Bruce Ivins |
I hope everyone watching the anthrax/Bruce Ivins case has been reading Marcy’s stellar work, particularly her delving of the Justice Department’s selective document dump yesterday (see especially her wrapup on the documents and the timeline she constructed, as well as this morning’s note). The bottom line: "they haven’t solved this crime, but they want us to all go away and pretend they have."
Some of the evidence presented is fairly damning, to be sure. There’s a big red flag in the middle this affidavit: Ivins gave the FBI false anthrax samples during their investigation of the mailings in April 2002. What’s particularly noteworthy is that he appeared to be hiding the fact that his lab samples (which he originally did not hand over) matched the samples in the mailings.
Besides being extraordinarily suspicious behavior (Ivins’ explanations were far from convincing) this sort of non-cooperation is also obstruction of justice. And that, no doubt, was a club the FBI began holding over his head to get his cooperation in the years that followed.
It’s also worth noting that this event happened only days before Ivins was involved in discovering an anthrax leak at the lab, an event that set off a panic within Fort Detrick. (The Frederick News Post published an excellent series describing this event.)
At the same time, you have to be struck by some of the FBI’s behavior that emerges from these papers as well as other documents. The Washington Post story following the dump covers this well: It really was an extraordinary pattern of constant harassment, including showing up at a supermarket with autopsy photos to tell Ivins’ wife that he had killed those people.
I’ve been around federal law enforcement for a long time, and agents almost never engage in tactics like that unless they are dead certain they have their man and are trying to shake him into a misstep. Problem is, I’ve also seen agents be wrong about that.

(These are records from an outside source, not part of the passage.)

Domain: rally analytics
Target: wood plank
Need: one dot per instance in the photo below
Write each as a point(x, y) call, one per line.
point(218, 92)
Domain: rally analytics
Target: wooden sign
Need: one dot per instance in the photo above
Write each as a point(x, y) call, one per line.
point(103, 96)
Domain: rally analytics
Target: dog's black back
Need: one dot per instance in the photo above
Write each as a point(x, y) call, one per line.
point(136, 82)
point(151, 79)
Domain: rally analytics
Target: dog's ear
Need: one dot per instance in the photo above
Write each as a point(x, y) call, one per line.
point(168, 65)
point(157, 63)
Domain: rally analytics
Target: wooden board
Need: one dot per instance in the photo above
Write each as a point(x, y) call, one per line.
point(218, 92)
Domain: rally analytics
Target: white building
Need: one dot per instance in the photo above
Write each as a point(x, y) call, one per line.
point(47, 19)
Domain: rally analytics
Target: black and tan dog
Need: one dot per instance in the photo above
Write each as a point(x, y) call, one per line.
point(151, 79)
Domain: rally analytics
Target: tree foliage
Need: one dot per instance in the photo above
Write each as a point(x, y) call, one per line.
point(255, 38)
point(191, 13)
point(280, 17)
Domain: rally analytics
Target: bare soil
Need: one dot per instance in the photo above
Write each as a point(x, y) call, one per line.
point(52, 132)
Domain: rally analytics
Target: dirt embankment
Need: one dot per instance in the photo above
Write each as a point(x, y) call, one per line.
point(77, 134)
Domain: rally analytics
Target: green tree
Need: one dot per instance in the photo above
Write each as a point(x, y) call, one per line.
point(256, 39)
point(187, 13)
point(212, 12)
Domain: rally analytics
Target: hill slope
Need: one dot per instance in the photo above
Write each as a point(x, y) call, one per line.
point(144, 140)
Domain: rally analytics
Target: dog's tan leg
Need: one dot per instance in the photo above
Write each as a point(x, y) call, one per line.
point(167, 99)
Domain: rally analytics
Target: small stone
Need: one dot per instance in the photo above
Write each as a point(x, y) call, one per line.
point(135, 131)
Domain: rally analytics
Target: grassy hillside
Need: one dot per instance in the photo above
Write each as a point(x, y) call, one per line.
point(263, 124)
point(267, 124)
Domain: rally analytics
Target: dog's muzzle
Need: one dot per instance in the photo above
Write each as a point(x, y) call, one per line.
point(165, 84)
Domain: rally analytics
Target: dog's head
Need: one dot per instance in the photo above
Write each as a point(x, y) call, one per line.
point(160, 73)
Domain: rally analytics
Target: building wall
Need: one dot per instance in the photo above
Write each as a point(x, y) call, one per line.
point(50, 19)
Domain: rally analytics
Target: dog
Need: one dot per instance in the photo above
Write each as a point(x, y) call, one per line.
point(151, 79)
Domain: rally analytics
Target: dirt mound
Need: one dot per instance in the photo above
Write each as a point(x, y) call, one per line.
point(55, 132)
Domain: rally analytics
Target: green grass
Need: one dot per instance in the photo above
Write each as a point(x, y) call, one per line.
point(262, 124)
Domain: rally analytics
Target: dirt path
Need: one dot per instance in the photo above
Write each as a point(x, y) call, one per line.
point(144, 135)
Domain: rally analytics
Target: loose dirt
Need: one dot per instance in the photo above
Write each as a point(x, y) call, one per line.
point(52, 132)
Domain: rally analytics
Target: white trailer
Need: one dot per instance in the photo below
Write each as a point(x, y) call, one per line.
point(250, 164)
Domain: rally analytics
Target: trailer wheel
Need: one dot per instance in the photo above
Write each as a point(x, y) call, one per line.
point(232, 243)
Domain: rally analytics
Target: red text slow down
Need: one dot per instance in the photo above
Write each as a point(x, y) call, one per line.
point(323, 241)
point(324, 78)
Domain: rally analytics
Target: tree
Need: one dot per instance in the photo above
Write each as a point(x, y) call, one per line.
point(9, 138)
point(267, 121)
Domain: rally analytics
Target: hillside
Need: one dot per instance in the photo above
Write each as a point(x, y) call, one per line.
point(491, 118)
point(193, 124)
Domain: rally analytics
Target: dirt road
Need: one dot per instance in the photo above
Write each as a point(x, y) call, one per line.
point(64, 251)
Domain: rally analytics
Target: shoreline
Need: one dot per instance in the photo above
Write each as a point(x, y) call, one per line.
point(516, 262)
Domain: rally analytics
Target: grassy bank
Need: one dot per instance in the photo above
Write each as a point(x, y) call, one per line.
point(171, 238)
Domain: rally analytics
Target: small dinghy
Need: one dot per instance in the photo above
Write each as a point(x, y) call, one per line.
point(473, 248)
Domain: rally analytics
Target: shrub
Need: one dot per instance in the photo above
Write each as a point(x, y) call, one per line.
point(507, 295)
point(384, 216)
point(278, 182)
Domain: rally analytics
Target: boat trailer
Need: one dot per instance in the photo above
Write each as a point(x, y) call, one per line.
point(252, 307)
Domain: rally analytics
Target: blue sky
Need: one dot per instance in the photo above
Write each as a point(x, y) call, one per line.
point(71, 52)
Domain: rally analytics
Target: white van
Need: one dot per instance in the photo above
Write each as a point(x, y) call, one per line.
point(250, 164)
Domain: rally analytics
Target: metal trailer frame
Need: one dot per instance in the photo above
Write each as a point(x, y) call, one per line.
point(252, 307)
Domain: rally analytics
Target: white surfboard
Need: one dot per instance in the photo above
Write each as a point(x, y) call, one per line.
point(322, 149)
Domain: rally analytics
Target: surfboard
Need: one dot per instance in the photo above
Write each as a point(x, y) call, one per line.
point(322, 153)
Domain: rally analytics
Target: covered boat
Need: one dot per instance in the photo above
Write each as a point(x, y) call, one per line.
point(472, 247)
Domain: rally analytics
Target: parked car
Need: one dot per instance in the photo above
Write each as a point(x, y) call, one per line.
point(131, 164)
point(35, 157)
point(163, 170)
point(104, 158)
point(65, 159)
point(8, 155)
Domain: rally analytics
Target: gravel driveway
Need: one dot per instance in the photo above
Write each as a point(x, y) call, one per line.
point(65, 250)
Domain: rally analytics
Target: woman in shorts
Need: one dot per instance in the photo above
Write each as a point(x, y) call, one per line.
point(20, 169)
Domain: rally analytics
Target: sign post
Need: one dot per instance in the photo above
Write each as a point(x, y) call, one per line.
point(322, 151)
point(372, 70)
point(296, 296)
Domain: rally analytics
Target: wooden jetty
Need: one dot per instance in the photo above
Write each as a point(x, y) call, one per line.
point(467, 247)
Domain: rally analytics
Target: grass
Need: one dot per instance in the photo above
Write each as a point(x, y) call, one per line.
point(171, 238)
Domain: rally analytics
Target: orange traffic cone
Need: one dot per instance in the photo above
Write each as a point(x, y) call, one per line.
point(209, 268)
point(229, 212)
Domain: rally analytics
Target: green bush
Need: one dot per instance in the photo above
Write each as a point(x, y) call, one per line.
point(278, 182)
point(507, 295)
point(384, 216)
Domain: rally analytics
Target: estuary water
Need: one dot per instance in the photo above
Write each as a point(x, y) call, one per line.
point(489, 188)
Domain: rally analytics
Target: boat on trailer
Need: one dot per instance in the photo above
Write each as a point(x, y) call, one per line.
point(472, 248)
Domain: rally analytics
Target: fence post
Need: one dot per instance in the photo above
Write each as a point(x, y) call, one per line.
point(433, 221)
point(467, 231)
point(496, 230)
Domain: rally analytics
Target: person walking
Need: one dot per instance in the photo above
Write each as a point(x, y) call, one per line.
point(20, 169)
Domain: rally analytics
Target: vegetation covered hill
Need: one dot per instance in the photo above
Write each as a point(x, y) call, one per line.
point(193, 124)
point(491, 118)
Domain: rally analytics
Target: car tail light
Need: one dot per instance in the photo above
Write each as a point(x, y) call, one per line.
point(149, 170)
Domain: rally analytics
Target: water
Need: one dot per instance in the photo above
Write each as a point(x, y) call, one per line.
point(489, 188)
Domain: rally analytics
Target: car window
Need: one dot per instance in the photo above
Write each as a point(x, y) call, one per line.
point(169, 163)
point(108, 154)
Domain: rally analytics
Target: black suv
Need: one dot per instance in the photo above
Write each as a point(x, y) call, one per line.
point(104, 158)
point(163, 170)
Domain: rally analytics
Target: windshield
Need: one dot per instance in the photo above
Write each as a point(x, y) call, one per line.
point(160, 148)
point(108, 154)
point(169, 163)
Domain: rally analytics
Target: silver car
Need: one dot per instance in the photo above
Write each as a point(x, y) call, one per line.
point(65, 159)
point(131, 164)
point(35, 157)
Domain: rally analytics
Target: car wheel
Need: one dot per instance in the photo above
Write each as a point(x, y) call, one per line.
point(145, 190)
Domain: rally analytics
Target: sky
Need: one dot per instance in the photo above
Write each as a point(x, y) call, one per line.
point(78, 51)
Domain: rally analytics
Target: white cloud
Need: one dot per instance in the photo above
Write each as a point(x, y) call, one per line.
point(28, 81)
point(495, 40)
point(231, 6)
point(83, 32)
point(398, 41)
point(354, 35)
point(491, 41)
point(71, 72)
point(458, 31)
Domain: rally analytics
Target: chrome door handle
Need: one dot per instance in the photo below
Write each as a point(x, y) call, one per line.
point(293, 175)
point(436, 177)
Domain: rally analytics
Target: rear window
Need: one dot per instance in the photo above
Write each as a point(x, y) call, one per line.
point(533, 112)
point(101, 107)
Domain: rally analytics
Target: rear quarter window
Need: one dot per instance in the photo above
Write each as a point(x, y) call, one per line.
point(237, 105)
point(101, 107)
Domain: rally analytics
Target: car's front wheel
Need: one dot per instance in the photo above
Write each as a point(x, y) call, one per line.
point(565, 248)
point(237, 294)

What stands out in these documents is what we’ve gotten so far from the leaks (almost certainly coming from an investigator) that have fed us most of the public information about the case against Ivins: Namely, there are tons of cause for suspicion, and even a reasonable circumstantial case to make against Ivins, but it’s a dubious proposition at best that this evidence would have yielded a conviction — it’s more likely, in fact, that it wouldn’t have.
Indeed, it’s likely that Ivins would still be alive if their case against him had been stronger. After all, they could easily have taken him into custody after his release from the hospital where he was treated just before his suicide — but probably didn’t because their case was so weak and they feared it would be dismissed outright if they grabbed him.
What the public has to work on so far are affidavits for search warrants — which are fine for establishing probable cause, but don’t do diddly for establishing actual guilt. They may have gotten a good crack on the case, but the FBI is far from having solved it.
Indeed, the affidavit contains several inconsistencies. One of the key pieces of evidence it raises is his mysterious late-night work around the time of the attacks, emphasizing his refusal to explain what he was working on. Yet a later section quotes an e-mail showing showing that Ivins resumed work on a vaccine project at this time. And the “unusual” pattern of night work is clearly shown to have begun in August, well before the Al Qaeda attacks on New York and Washington, D.C. — meaning if Ivins was working on the attacks then, he conceived them before 9/11. And yet whoever was responsible for the attacks was clearly piggybacking off them (see the phony "Muslim" content of the letters).
This incoherency is also evident in the concluding final section, which makes clear that investigators are continuing to look outside of Fort Detrick for the location and the equipment used in making the anthrax and the letters. (It also makes it unlikely that the lyopholizer used in making the anthrax was the one recently linked to Ivins in news reports based on the leaks.)
Even if Ivins can be linked with hard evidence, the case still has many unresolved issues, particularly whether Ivins had any co-conspirators (the affidavits even indicate this was a possibility). And then there are the larger issues about what was happening at Fort Detrick — why security was so lax, and whether the facility was violating the international bioweapons convention if it was making this anthrax.
But it’s clear the Justice Department wants to walk away from this case — and with someone linked closely to Scooter "Germ Boy" Libby calling the shots, that seems increasingly likely. Hopefully, Congress will have something to say about that.